我将从按 ID 和 DATETIME(升序)排序开始:

df1 = df.sort_values(by = ['ID','DATETIME'])

现在,如果我没理解错的话,我们需要移除所有满足以下条件(“下一个”我理解为“在下一行”)合取的订单:

  • 订单失败

  • 下单失败

  • 下单与下单的时间差最多300s

  • (另外)ID 与下一个 ID 相同(否则它是最后一个订单)

我的想法很简单:添加适当的列,使每一行都包含评估这些条件所需的所有数据。

这个添加了“下一个 ID”和“下一个订单”字段:

df1[['Next_ID','Next_ORDER_FAILED']] = df1[['ID','ORDER_FAILED']].shift(-1)

而这个负责下一个订单的时间差:

df1['diff'] = -df1['DATETIME'].diff(-1).dt.total_seconds()
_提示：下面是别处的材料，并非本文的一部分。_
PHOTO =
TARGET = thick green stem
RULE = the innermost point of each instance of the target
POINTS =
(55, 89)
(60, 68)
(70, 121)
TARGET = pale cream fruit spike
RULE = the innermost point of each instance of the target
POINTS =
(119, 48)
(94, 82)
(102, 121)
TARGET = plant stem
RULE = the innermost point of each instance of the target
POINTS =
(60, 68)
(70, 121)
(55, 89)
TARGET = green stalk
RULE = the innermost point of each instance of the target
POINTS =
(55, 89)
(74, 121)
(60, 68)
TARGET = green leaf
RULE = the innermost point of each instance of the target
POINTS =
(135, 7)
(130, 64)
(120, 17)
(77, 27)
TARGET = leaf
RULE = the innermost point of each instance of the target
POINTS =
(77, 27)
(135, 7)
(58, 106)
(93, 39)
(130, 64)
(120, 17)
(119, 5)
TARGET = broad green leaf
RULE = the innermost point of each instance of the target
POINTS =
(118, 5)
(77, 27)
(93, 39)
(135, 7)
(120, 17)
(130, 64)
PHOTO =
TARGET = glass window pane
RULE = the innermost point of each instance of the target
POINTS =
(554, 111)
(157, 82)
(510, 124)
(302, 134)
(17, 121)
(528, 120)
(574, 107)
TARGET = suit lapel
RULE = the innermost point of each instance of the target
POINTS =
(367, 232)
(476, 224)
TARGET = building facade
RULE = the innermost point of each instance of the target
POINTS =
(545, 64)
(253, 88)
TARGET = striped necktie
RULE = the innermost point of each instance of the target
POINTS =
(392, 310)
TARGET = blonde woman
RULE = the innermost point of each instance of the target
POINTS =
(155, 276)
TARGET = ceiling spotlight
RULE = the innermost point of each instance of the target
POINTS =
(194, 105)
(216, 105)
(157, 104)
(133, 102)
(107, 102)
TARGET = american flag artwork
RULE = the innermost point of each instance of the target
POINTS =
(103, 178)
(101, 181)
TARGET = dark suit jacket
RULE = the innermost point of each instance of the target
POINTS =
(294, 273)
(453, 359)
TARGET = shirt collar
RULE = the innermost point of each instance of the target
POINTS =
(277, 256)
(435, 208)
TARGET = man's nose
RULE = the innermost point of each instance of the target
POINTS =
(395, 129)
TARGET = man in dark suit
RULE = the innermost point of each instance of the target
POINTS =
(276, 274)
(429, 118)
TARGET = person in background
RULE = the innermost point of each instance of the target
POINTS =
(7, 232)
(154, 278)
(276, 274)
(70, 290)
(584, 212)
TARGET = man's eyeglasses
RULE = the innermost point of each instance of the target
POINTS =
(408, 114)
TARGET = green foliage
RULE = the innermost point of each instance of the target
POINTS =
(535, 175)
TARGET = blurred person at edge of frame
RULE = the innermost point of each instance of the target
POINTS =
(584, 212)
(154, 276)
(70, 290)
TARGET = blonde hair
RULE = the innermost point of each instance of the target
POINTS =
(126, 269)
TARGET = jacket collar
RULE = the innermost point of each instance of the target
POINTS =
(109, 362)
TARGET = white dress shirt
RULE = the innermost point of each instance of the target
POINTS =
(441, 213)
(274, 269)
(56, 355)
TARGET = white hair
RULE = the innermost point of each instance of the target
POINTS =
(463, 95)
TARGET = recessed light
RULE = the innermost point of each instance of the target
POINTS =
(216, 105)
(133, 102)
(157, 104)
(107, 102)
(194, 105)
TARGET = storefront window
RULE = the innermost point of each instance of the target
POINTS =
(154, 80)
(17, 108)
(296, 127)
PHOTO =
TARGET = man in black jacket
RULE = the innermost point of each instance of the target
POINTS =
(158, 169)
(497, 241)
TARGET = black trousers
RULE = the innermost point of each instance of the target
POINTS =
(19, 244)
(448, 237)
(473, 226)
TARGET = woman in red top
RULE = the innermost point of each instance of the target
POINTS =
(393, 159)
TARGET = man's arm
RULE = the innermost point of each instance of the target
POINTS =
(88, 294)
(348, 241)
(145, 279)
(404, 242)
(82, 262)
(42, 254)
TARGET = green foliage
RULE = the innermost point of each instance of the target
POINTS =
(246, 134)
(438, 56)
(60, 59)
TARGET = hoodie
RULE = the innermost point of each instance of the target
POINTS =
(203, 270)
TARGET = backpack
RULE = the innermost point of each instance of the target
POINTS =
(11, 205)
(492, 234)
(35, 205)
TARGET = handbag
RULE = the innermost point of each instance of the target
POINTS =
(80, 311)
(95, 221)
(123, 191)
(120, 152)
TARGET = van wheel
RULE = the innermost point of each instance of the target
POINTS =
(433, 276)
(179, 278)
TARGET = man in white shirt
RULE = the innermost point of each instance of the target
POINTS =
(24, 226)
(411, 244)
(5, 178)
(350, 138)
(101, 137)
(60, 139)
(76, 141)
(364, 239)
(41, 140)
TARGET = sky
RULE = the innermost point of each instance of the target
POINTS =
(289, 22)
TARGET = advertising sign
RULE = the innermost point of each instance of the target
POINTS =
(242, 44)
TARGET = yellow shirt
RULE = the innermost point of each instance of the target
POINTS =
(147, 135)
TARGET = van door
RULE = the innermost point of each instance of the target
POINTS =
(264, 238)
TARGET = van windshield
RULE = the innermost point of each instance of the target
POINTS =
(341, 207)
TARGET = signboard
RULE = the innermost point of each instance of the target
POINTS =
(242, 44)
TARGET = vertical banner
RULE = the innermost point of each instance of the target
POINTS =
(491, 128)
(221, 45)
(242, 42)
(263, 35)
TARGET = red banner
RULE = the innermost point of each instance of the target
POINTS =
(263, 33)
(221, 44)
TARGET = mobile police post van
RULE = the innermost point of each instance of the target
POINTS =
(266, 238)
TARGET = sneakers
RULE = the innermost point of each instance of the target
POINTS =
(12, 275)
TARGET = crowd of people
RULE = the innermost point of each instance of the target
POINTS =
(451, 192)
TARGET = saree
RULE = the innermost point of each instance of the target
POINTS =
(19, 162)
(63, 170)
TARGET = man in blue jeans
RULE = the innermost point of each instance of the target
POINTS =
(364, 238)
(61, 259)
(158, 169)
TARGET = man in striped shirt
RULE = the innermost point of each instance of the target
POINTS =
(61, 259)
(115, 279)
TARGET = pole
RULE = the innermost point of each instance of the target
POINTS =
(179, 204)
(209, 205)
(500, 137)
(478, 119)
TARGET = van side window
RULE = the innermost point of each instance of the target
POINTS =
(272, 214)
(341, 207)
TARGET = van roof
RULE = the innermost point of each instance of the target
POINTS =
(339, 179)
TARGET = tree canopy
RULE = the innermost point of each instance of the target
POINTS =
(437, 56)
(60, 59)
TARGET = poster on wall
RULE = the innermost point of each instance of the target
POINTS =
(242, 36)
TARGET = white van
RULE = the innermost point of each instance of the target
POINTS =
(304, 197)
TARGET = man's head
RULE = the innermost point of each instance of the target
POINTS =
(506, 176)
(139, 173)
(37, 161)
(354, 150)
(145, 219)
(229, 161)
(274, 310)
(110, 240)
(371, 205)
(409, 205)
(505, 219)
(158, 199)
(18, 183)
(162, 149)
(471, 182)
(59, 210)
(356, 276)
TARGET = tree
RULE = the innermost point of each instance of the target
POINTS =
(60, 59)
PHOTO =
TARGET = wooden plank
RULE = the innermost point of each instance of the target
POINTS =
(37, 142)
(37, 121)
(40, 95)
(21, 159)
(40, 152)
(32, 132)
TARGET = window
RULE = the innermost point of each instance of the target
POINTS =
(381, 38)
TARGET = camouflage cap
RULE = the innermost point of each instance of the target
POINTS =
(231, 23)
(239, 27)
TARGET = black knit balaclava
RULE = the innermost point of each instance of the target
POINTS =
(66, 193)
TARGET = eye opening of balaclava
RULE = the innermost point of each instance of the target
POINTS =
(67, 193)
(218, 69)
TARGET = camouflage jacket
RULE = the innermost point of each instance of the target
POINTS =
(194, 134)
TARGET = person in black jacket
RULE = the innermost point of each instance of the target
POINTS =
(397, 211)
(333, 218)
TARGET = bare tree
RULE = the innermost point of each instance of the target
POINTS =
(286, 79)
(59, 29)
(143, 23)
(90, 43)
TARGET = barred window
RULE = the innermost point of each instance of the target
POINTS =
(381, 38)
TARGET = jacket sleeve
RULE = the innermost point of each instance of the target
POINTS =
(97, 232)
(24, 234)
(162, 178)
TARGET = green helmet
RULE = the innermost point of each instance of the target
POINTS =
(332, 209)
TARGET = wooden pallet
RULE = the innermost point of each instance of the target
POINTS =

(与 period=-1 的相关差异将为负,因此为负号)。

我相信剩下的已经很简单了。

更新:顺便说一下,即使不向数据框添加新列,我们也可以创建一个 bool 掩码:

mask = (df1['ORDER_FAILED'] == True) and (df1['ORDER_FAILED'].shift(-1) == True) and ...

更新

实际上没有必要按 ID 排序,如果正确使用 groupby(),整个解决方案实际上会更清晰一些。根据上述建议,最后是这样完成的。

In [478]: df_3
Out[478]:
A ID DATETIME ORDER_FAILED
0 B-028 b76cd912ff 2014-10-08 13:43:27 True
1 B-054 4a57ed0b02 2014-10-08 14:26:19 False
2 B-076 1a682034f8 2014-10-08 14:29:01 False
3 B-023 b76cd912ff 2014-10-08 18:39:34 True
4 B-024 f88g8d7sds 2014-10-08 18:40:18 True
5 B-025 b76cd912ff 2014-10-08 18:42:02 True
6 B-026 b76cd912ff 2014-10-08 18:42:41 False
7 B-033 b76cd912ff 2014-10-08 18:44:30 True
8 B-032 b76cd912ff 2014-10-08 18:46:00 True
9 B-037 b76cd912ff 2014-10-08 18:52:15 True
10 B-046 db959faf02 2014-10-08 18:59:59 False
11 B-053 b76cd912ff 2014-10-08 19:17:48 True
12 B-065 b76cd912ff 2014-10-08 19:21:38 False

In [479]: df_3['NEXT_FAILED'] = df_3.sort_values(by='DATETIME').groupby('ID')['ORDER_FAILED'].shift(-1)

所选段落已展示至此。